We’re not revisionist historians here. There is a lot of talk about people killing people and the Apaches and the scalps. We started off with images from the Blood Meridian right off the top. It’s a dark world. Harrison Ford’s story about what he witnessed as a child with the atrocities committed upon the settlers and the Indians are saying all these terrible things have come from the white people … and they’re [both] right.

Instead of making it like they’re all playing nice together and they happen to be friends right off the bat … even Harrison Ford and Adam Beach — who clearly have a very strong bond, stronger in many ways than he does with his own son — he’s conflicted about that feeling. But yet, in his heart, he still looked after him like a son and is seen as such.

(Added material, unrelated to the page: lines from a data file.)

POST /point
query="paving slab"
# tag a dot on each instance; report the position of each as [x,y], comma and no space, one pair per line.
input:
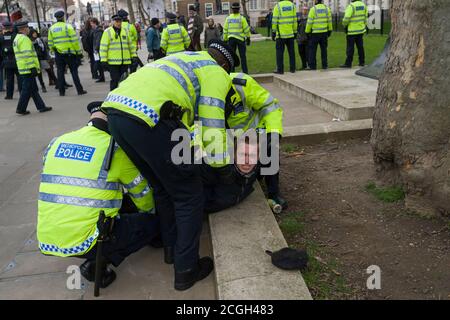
[240,236]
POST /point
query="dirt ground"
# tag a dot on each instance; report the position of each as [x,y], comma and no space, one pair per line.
[346,229]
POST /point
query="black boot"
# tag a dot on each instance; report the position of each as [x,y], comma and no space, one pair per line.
[169,252]
[186,279]
[87,270]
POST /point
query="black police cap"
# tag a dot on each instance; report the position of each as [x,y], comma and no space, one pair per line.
[95,106]
[289,259]
[59,14]
[122,13]
[226,51]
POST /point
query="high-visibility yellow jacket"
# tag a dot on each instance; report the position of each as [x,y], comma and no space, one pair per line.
[131,29]
[26,58]
[174,39]
[63,39]
[75,186]
[236,26]
[355,18]
[284,20]
[191,80]
[319,19]
[253,107]
[116,49]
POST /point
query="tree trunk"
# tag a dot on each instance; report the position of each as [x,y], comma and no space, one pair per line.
[131,11]
[411,135]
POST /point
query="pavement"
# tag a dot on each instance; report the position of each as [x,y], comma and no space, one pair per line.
[24,272]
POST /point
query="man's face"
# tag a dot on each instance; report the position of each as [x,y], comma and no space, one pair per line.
[246,157]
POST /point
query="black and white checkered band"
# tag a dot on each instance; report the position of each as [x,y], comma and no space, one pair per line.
[224,51]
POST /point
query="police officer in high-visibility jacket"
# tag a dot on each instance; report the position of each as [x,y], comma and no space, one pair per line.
[85,172]
[319,28]
[116,51]
[355,23]
[284,31]
[237,32]
[29,67]
[164,98]
[174,37]
[254,108]
[64,43]
[131,29]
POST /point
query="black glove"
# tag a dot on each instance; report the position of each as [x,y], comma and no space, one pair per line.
[227,174]
[33,72]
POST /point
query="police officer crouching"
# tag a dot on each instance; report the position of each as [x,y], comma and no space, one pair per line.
[29,67]
[9,61]
[116,51]
[64,42]
[85,172]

Who knew? After a summer where race is left out of a movie about the struggles of the ’60s, and Captain America blithely ignores the unintegrated realities of the American Army in World War II, it’s refreshing to hear a director call revisionism by its name and express hopes of avoiding it. I don’t think this movie, or every movie, has to be about aggressively forcing viewers to confront the difficult truths in America’s past, but accepting the truth for what it is and building your fictional world in response to it and in acknowledgement of it is good practice, and good storytelling. Conflict is generally more interesting than whitewash.